Gamers were uneasy as soon as Ouya announced its Free the Games Fund a few months back. The goal was to encourage the development of Ouya-exclusive games by matching Kickstarter funds over $50,000, and also offering some extra incentives. After some high-profile scandals that brought to light at least one instance of admitted malfeasance, Ouya boss Julie Uhrman has announced some changes.

First and foremost, the cut off for matching funds has been lowered to $10,000. That should bring many more indie game developers into the program. Ouya will also match crowd sourced funding between $10,000 and $250,000. So if the community wants a game more, it gets more money to speed things along.

Next, Ouya is addressing the highly publicized funding issues head-on. The issue pointed out in several of the early Kickstarters was the low number of backers. In some cases the average donation was almost $1,000, indicating a few very large donors were tipping the scales. It looked like astroturfed support to secure the Ouya matching funds, not real community interest.
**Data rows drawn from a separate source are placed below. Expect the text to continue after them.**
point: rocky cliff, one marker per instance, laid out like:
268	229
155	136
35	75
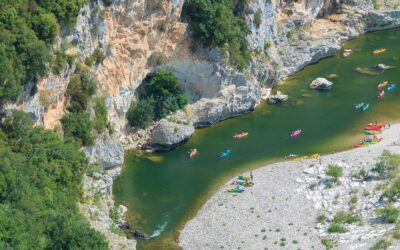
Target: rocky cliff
141	36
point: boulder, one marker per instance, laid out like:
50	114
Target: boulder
167	135
321	83
279	97
108	153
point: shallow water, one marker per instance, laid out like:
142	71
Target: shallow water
163	190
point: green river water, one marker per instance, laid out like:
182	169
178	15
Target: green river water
163	190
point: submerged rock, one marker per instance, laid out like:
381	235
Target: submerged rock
279	97
321	83
383	67
167	135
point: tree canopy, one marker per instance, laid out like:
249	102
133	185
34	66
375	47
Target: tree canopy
219	24
40	181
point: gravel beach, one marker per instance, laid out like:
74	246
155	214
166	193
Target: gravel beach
280	211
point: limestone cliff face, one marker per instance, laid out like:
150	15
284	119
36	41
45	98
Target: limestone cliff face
140	36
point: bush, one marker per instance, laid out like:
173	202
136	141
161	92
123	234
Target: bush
141	114
100	110
78	126
40	180
80	88
219	24
258	18
389	214
28	29
59	62
335	171
164	88
46	27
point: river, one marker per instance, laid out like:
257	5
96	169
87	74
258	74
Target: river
163	190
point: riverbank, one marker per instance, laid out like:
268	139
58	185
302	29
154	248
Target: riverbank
282	208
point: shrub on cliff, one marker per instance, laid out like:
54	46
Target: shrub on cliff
27	31
161	95
100	110
40	182
219	24
78	126
141	114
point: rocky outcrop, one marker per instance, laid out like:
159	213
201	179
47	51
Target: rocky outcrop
108	153
279	97
167	135
321	84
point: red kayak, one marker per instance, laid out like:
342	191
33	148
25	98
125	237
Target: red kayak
295	133
373	128
380	95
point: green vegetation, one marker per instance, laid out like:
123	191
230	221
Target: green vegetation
258	18
78	126
40	182
141	114
80	88
219	24
97	57
100	111
28	29
161	96
335	171
321	219
389	214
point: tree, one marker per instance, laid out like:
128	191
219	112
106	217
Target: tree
79	126
141	114
100	118
164	88
46	27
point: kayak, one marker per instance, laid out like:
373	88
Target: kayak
382	84
368	132
295	133
380	95
225	154
376	125
391	87
378	51
244	178
248	184
359	105
235	190
373	128
241	135
193	153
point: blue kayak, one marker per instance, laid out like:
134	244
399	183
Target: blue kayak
225	154
391	87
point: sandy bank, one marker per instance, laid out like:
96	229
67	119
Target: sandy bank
280	211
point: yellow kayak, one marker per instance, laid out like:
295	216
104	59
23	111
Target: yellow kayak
378	51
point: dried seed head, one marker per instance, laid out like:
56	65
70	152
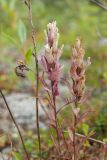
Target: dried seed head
21	69
77	70
51	54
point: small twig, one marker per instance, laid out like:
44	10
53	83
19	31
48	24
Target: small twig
99	4
36	70
15	123
90	139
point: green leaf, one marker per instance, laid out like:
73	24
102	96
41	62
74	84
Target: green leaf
28	55
21	31
85	128
17	156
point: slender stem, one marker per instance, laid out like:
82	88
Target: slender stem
15	123
99	4
74	133
37	73
90	139
55	114
74	138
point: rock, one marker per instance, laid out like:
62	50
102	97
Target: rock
23	107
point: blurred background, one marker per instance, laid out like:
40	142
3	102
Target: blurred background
75	18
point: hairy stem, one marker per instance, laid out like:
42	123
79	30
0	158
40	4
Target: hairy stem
37	72
15	123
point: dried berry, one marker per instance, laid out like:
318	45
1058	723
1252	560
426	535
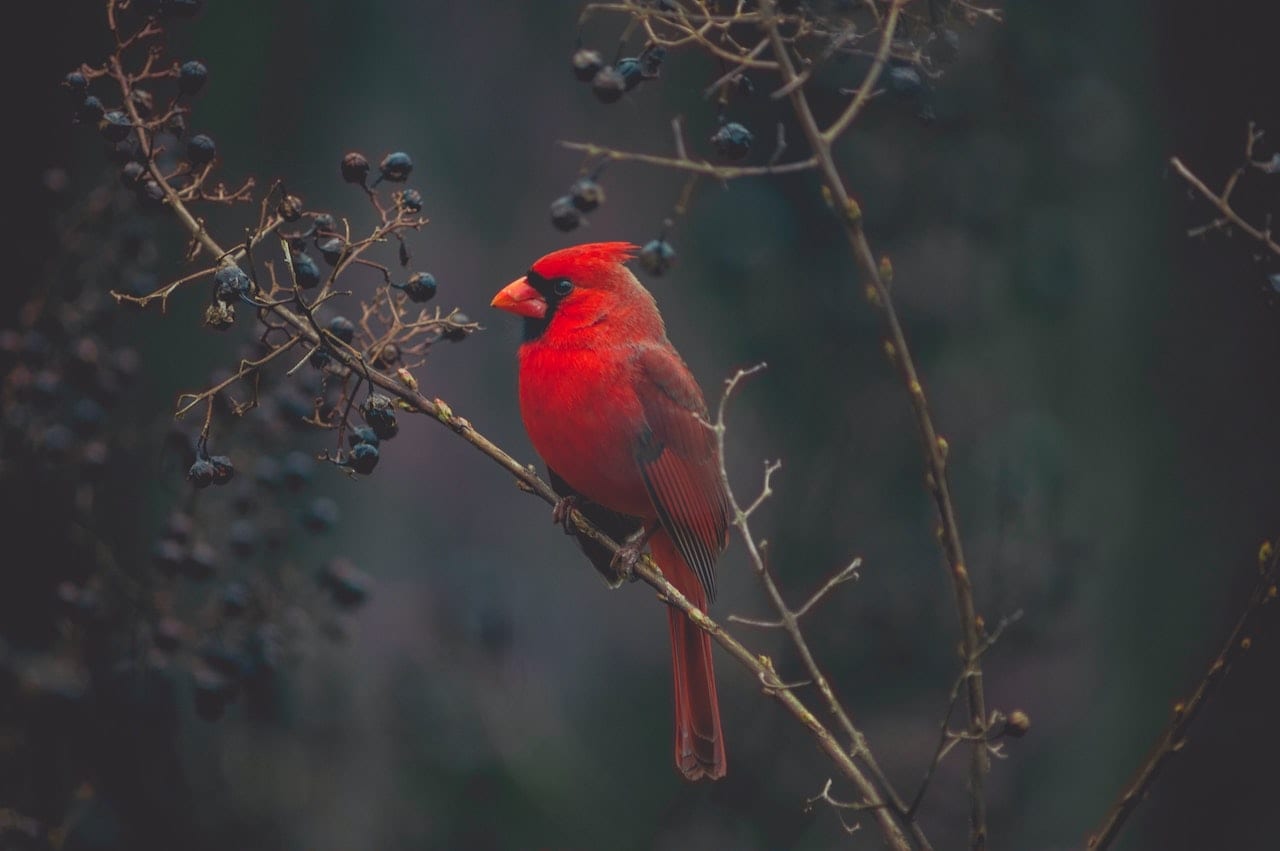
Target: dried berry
342	328
411	200
201	474
361	434
192	77
306	273
380	416
396	167
332	250
586	64
420	287
565	215
115	126
223	469
364	458
231	283
732	141
289	207
657	257
608	85
586	195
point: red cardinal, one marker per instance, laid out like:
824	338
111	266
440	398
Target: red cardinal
618	419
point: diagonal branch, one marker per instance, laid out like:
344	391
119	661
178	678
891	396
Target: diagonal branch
1184	712
933	445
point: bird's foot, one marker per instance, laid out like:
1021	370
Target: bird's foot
625	561
563	511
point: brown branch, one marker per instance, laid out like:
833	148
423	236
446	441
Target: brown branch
528	480
1184	712
1221	202
790	621
933	453
699	167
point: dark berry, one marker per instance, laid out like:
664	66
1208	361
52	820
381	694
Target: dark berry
115	126
332	250
342	328
76	83
657	257
586	195
608	85
650	60
411	200
565	215
201	150
289	207
192	77
732	141
231	283
396	167
380	416
387	356
355	168
420	287
132	173
361	434
142	103
223	469
201	474
320	358
586	64
631	71
364	458
306	273
905	81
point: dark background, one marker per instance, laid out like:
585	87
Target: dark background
1106	384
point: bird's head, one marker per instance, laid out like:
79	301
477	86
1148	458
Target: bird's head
577	288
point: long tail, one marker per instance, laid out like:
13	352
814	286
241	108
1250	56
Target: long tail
699	742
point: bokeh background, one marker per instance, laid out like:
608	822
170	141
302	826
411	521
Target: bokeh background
1107	387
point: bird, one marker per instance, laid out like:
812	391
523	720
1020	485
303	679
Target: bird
621	422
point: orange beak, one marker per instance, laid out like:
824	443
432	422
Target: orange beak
520	298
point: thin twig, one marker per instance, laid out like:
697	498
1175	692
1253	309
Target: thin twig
1184	712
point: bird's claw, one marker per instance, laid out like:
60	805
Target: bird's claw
625	561
562	512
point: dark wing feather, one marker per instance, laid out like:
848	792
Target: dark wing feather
611	522
679	461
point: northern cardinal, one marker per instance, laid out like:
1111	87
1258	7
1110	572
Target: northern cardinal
615	412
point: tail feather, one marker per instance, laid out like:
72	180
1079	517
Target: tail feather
699	741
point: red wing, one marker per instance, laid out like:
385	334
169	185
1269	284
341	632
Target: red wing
679	461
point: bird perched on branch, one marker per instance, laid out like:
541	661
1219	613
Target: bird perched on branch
615	412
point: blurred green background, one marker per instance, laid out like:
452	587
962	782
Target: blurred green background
1106	384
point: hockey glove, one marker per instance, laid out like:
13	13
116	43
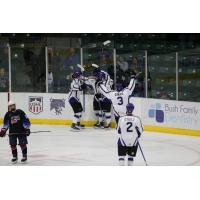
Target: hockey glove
138	132
3	132
27	131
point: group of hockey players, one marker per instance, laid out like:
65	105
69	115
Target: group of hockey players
129	126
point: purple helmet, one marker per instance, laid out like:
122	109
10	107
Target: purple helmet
96	71
76	74
100	75
130	108
119	87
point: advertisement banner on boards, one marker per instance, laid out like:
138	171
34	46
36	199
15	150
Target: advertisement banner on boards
175	114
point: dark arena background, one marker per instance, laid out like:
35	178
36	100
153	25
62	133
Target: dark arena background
36	73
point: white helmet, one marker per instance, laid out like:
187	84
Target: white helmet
10	103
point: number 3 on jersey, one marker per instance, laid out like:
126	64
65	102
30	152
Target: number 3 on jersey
129	127
120	100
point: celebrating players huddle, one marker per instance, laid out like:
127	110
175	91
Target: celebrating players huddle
129	126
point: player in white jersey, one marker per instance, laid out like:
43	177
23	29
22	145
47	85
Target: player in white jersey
119	97
101	104
130	129
74	100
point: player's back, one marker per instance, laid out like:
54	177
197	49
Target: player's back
119	101
15	121
129	125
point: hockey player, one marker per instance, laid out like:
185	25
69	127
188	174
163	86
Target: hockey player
74	100
19	128
119	97
101	104
130	129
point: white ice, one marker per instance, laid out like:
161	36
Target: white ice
99	147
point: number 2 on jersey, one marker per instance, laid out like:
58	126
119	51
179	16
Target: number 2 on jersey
129	127
120	102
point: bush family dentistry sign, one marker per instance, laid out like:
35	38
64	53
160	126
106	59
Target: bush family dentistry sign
177	114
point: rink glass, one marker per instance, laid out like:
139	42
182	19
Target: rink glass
189	75
162	75
28	70
102	57
4	67
129	62
61	64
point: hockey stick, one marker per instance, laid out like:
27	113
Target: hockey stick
142	154
136	141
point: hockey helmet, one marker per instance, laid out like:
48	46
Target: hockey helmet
11	103
76	74
130	108
100	76
119	87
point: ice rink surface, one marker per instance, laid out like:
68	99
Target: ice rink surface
95	147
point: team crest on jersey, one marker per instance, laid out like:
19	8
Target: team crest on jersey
57	105
36	105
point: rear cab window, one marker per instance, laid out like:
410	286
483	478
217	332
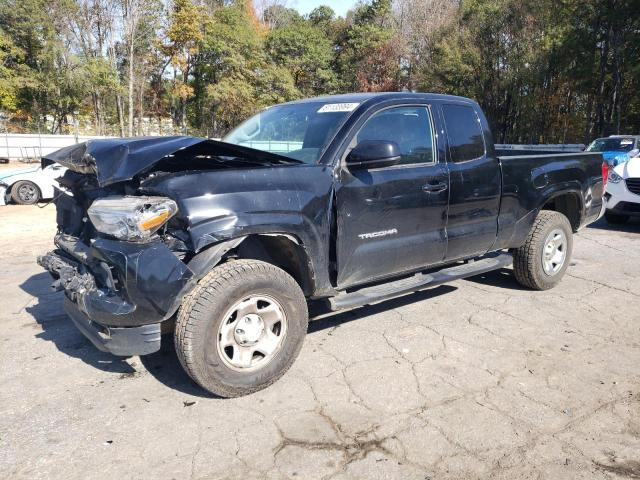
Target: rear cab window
410	127
464	132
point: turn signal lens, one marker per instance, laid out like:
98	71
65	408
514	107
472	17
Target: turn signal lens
131	218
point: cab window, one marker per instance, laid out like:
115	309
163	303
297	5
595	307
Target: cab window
464	132
409	127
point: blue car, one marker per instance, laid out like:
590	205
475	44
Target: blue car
616	149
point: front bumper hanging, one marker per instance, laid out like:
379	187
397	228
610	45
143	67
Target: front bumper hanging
118	293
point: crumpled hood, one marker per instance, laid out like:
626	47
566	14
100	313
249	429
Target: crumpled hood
121	159
118	159
5	174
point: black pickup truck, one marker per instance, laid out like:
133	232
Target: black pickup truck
339	201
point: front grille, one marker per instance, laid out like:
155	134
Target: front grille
633	184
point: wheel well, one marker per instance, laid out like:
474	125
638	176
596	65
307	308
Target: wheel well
569	205
10	187
280	250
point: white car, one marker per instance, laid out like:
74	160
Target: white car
27	186
622	194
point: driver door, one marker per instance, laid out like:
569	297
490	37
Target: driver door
393	219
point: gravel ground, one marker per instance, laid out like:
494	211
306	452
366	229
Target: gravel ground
476	379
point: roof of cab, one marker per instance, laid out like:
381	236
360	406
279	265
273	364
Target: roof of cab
381	96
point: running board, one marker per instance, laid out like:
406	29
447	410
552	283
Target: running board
419	281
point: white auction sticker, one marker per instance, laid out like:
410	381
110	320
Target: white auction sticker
338	107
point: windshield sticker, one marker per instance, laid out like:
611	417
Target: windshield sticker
338	107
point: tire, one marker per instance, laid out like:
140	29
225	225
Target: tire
25	192
208	311
533	269
616	219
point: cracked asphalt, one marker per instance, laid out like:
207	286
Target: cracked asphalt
476	379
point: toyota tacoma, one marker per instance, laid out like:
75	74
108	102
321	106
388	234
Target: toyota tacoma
339	201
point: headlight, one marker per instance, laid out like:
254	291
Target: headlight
614	177
131	218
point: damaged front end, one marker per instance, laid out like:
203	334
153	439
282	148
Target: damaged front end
118	294
120	277
140	221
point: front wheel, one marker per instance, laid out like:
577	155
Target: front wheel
542	261
25	192
241	328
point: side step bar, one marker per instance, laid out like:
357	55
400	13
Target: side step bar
419	281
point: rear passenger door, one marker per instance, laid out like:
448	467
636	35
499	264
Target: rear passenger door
475	182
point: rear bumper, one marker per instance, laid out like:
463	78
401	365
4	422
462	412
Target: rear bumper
122	341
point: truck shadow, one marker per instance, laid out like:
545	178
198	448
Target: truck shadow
165	366
58	328
632	226
501	278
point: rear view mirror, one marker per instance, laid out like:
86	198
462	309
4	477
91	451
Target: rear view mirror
373	154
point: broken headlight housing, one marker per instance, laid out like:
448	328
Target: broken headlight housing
614	177
131	218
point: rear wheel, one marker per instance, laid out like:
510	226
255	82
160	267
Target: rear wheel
241	328
616	219
25	192
542	261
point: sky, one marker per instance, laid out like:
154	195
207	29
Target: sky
305	6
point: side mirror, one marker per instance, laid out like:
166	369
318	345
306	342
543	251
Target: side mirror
373	154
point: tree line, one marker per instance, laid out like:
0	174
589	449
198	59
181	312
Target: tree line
545	71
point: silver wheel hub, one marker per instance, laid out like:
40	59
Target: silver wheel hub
27	192
554	252
249	329
251	333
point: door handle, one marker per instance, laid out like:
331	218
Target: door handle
435	187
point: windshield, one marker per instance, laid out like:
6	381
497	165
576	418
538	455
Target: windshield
611	145
300	131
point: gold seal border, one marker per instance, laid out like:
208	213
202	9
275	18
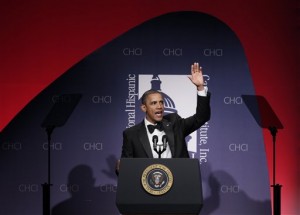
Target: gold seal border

Some projects were suspended, and other weren't. The Free the Games Fund will now require that a game has at least 100 backers for every $10,000 raised.

2013-09-18 17_20_03-Dungeons the Eye of Draconus completion fund  OUYA_Linux_Mac by William McDonald

Ouya's cash also will not be handed over all at once. Under the new plan, developers get this first 50% at the functioning beta stage. This should ensure only real viable projects get the money. Another 25% is dispersed at launch, and another 25% arrives at the end of the exclusivity period. About the exclusivity, Ouya now requires one month of exclusivity for each $10,000 of matching funds, up to six months. The bonus program that would have handed $100,000 to the highest earning campaign is gone completely. However, developers will be free to make a PC version of the game at any point.

Based on the issues so far, these rules seem completely rational, but Ouya is learning the hard way how to get this right. It's hard to say if more problems will crop up before the program has run its course. It turns out people really like free money.